Methods: We examined the effect of DP on RTX cytotoxicity in the presence of various physiologic thymidine concentrations in eight colorectal adenocarcinoma cell lines by colony formation assay, and in p53-defective HL60 S and p53-competent HL60 SN3 promyelocytic leukemia cells by a tetrazolium reduction-based assay.

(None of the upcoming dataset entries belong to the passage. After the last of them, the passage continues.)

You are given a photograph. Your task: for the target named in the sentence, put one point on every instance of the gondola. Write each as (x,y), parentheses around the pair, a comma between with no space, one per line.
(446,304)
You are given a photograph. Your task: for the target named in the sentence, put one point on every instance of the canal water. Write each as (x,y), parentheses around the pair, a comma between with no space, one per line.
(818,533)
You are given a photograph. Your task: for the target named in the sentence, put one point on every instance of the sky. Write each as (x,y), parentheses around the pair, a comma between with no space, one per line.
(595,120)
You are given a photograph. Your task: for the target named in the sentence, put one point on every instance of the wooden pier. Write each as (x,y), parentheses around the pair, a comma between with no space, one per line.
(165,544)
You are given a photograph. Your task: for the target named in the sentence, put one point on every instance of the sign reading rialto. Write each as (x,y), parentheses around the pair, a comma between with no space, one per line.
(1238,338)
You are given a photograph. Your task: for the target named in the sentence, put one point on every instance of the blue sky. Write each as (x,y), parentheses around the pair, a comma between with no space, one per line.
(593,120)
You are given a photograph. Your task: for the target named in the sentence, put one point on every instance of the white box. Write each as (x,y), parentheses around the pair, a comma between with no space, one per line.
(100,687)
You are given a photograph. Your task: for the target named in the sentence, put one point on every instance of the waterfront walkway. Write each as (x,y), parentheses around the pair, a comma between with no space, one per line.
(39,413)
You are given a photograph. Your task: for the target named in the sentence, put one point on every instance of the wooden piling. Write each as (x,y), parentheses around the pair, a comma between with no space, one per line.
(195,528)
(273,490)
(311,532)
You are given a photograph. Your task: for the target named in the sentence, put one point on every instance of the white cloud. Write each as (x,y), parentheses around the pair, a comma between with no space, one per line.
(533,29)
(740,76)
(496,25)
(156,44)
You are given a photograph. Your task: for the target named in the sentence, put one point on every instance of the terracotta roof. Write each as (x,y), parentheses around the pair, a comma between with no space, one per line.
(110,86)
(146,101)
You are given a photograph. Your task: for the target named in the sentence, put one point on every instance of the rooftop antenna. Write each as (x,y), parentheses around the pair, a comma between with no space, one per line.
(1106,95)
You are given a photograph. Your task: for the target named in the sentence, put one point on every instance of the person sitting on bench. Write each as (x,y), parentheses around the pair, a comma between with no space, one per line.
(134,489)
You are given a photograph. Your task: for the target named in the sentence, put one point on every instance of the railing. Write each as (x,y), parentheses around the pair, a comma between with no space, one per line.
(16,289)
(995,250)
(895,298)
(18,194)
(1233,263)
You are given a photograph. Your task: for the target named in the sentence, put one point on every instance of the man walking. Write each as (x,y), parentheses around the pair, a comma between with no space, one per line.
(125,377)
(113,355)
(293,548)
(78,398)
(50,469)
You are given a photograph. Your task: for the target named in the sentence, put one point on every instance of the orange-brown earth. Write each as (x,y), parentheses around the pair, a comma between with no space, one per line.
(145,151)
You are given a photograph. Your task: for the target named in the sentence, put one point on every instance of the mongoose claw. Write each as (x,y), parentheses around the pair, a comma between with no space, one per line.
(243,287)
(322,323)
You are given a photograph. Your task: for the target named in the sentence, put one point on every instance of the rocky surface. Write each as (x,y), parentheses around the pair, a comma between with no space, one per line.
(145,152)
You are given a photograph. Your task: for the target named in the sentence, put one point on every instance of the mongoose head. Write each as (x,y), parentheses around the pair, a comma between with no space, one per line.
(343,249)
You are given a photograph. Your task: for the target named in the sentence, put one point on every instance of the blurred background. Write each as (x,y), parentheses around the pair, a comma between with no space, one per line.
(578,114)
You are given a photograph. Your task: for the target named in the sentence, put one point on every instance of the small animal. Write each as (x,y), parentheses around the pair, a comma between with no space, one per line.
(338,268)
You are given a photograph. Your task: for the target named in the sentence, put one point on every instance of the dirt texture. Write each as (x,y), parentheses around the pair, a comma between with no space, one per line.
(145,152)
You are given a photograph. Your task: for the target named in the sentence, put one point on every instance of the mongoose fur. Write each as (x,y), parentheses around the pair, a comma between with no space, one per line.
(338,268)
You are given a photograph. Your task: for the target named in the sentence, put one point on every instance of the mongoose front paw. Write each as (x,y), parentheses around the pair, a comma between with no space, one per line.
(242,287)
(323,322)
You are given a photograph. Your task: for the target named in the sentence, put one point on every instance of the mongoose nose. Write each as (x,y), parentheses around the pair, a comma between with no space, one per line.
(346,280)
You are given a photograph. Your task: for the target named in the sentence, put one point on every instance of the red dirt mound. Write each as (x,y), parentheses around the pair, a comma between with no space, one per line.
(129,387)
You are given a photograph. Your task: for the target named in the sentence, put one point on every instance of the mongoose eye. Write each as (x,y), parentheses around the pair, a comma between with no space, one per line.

Results: In WiDr colon adenocarcinoma cells the cytotoxicity of 1.0 microM RTX (4 h) varied from 0% to >99% within the reported range of human serum thymidine concentrations from 500 to <50 nM, respectively. DP potentiated RTX cytotoxicity 2- to >93-fold within this range. Free DP concentrations of 10 to 20 nM, achievable with oral dosing, potentiated RTX at thymidine concentrations up to 100 nM. Potentiation at higher physiologic thymidine concentrations of >/=200 nM required DP concentrations of at least 50 nM, or about twice the steady-state DP concentration obtainable from oral and intravenous dosing, but well within that obtainable by intraperitoneal infusion. Maximal potentiation required 72 to 120 h of DP exposure. DP also potentiated RTX in the absence of exogenous thymidine in six of eight colon cell lines and HL60 S and SN3 cells suggesting a second, nonthymidine salvage-dependent mechanism of potentiation.
Conclusions: Clinically achievable free DP concentrations potentiated RTX cytotoxicity within the range of physiologic serum thymidine concentrations. RTX/DP or DP analogue-based combination therapy should, therefore, be considered for clinical trial. Serum or tumor thymidine concentration determinations may aid in identification of patients likely to respond to TS and nucleoside salvage inhibitors versus alternate, non-TS-directed therapies.